Das Ander, daß er sie schicket und bereitet auf das zukünftige Reich Christi zu warten, von welchem er so klärlich und manchfältiglich weissagt, als sonst kein Prophet thut, daß er auch die Mutter Christi, die Jungfrau Maria beschreibt, wie sie ihn empfangen und gebären sollt mit unversehrter Jungfrauschaft, Kap. 7. (V. 14), und sein Leiden im 53. Kap. sampt seiner Auferstehung von Todten, und sein Reich gewaltiglich und dürre eraus verkündigt, als wäre es dazumal geschehen, daß gar ein trefflicher, hocherleuchter Prophet muß gewesen sein. Denn also thun alle Propheten, daß sie das gegenwärtige Volk lehren und strafen, daneben Christus Zukunft und Reich verkündigen, und das Volk drauf richten und weisen, als auf den gemeinen Heiland, beide, derer Vorigen und Zukünftigen: doch einer mehr, denn der ander, einer reichlicher, denn der ander: Jesaias aber uber sie alle am meisten und reichlichsten.

Im andern hat er ein sonderlichs zu thun mit dem Kaiserthum zu Assyrien, und mit dem Kaiser Sanherib.
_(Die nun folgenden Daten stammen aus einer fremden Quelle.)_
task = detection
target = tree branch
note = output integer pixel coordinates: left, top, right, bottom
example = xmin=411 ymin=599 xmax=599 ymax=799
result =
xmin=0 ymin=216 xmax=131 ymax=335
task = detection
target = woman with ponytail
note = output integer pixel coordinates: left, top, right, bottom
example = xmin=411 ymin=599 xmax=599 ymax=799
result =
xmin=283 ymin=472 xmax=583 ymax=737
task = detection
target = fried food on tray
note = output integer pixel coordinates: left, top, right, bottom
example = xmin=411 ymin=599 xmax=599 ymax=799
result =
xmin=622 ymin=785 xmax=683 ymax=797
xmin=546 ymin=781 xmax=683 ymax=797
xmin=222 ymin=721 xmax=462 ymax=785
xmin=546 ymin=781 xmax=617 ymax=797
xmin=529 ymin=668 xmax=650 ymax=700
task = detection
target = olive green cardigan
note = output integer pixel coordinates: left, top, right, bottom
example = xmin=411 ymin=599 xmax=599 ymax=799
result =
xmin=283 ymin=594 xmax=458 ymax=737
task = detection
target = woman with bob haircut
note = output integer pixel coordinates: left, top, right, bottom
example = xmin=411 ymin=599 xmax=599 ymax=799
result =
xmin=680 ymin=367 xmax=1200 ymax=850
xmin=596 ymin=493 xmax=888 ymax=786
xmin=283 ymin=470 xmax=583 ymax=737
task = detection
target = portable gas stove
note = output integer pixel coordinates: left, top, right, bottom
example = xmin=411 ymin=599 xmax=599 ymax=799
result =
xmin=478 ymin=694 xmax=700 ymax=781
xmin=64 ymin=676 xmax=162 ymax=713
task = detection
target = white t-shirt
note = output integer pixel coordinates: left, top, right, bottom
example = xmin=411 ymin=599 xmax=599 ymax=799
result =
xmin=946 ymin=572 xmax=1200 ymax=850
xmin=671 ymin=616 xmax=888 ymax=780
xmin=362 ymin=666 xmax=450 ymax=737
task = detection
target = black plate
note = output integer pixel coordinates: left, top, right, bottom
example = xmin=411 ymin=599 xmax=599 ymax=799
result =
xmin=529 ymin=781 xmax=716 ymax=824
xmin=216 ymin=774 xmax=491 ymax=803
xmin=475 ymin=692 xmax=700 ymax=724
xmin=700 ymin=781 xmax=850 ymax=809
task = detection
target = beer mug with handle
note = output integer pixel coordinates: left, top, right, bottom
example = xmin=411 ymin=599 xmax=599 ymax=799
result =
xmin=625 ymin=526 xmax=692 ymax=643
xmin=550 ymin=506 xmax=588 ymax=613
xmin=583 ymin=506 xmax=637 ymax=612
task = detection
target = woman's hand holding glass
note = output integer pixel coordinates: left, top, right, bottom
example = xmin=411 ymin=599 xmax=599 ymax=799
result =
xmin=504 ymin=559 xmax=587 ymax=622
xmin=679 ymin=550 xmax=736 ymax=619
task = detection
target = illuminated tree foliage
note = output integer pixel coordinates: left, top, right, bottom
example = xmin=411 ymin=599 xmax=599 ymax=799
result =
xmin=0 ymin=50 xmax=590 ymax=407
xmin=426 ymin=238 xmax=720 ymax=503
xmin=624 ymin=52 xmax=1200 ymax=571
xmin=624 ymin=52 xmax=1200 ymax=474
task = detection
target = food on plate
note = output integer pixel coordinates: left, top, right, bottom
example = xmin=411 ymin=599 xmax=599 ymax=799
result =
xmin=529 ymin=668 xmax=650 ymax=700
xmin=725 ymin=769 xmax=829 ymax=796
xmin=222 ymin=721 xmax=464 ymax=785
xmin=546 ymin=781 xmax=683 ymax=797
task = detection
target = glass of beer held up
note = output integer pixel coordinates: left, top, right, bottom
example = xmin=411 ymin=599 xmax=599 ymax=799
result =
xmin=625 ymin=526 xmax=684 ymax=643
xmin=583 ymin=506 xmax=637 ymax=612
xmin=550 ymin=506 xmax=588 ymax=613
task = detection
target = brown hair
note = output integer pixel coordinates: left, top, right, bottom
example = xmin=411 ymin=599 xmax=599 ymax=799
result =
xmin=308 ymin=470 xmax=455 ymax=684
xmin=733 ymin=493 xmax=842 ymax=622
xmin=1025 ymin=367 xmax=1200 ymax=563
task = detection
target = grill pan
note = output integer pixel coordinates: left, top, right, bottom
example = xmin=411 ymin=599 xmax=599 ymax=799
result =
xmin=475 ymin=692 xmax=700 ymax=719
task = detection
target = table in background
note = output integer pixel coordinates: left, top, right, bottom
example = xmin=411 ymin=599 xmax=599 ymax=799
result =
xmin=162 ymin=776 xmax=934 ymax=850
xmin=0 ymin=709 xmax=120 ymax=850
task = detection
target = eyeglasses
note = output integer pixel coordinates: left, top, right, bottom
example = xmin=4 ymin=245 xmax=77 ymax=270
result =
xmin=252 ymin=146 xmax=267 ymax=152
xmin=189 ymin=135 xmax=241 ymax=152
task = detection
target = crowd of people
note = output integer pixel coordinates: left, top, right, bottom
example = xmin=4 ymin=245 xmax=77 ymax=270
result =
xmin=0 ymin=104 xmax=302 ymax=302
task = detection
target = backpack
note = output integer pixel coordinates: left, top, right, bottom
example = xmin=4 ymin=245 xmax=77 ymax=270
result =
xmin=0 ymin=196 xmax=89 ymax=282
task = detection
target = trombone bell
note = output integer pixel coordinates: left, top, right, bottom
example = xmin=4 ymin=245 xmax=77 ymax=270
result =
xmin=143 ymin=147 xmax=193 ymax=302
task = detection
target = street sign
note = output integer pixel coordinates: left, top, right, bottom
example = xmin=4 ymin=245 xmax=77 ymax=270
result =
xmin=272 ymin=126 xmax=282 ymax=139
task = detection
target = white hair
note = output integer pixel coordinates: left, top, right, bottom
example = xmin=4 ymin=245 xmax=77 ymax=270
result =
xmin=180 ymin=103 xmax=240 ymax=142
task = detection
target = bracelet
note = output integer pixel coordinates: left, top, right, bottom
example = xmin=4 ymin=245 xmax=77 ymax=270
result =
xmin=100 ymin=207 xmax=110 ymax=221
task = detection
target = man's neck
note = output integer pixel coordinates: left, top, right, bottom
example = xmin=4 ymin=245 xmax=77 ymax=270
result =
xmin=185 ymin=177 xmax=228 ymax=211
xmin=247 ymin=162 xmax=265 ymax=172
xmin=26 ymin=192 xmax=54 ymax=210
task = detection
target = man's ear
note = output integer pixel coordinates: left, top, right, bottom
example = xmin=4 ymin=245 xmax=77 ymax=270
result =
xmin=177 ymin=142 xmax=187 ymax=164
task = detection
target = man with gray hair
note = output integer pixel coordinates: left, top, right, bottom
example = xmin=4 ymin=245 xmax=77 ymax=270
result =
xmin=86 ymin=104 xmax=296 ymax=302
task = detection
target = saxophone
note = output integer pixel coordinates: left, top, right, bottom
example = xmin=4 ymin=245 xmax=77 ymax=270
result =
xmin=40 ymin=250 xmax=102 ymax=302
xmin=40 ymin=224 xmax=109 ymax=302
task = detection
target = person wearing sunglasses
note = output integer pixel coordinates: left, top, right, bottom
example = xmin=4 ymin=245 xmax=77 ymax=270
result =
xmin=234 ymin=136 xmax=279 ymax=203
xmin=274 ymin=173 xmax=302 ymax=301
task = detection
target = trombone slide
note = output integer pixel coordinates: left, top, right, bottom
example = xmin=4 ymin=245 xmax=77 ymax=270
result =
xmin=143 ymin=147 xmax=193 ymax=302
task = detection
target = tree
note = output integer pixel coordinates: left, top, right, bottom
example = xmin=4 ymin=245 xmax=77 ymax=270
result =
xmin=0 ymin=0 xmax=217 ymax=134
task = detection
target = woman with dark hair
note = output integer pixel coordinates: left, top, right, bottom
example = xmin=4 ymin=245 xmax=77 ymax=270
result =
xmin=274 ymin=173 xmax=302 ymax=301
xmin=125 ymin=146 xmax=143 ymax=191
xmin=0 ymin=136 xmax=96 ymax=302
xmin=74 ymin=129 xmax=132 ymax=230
Da weissaget er auch mehr und weiter von, denn kein ander Prophet, nämlich, wie derselbige Kaiser alle umbliegende Länder würde gewinnen, auch das Königreich Israel, dazu viel Unglücks anlegen dem Königreich Juda. Aber da hält er als ein Fels mit seiner Verheißung, wie Jerusalem solle vertheidingt, und von ihm erlöset werden: welchs Wunder wohl der größesten eines ist, so in der Schrift erfunden wird, nicht allein der Geschicht halben, daß solcher mächtiger Kaiser sollte fur Jerusalem geschlagen werden, sondern auch des Glaubens halben, daß mans hat gegläubt. Wunder ists, sage ich, daß ihm ein Mensch zu Jerusalem hat können gläuben, in solchem unmüglichem Stücke. Er wird ohn Zweifel oft haben müssen viel böser Wort der Ungläubigen hören. Noch hat ers gethan; den Kaiser hat er geschlagen, und die Stadt vertheidigt. Darumb muß er mit Gott wohl dran und ein theurer Mann fur ihm geacht sein gewest.

Im dritten Stücke hat er mit dem Kaiserthum zu Babel zu thun. Da weissagt er von der babylonischen Gefängniß, damit das Volk sollt gestraft, und Jerusalem verstöret werden durch den Kaiser zu Babel. Aber hie ist seine größeste Arbeit, wie er sein zukünftig Volk in solcher zukünftiger Verstörunge und Gefängniß tröste und erhalte, daß sie ja nicht verzweifeln, als sei es mit ihnen aus, und Christus Reich würde nicht kommen, und alle Weissagung falsch und verloren sein. Wie gar reiche und volle Predigt thut er da, daß Babel solle wiederumb verstöret, und die Jüden los werden und wieder gen Jerusalem kommen: daß er auch anzeiget, mit hochmüthigem Trotz wider Babel, die Namen der Könige, welche Babel sollen verstören, nämlich die Meder und Elamiter oder Perser; sonderlich aber den König, der die Jüden sollt los machen, und gen Jerusalem wieder helfen, nämlich Kores, den er nennet den Gesalbten Gottes, so lange zuvor, ehe denn ein Konigreich in Persien war. Denn es ist ihm alles umb den Christum zu thun, daß desselbigen Zukunft, und das verheißen Reich der Gnaden und Seligkeit, nicht veracht oder durch Unglauben und fur großem Unglück und Ungeduld bei seinem Volk verloren und umbsonst sein mußte, wo sie deß nicht wollten warten, und gewißlich zukunftig gläuben. Dies sind die drei Stücke, damit Jesaias umbgehet.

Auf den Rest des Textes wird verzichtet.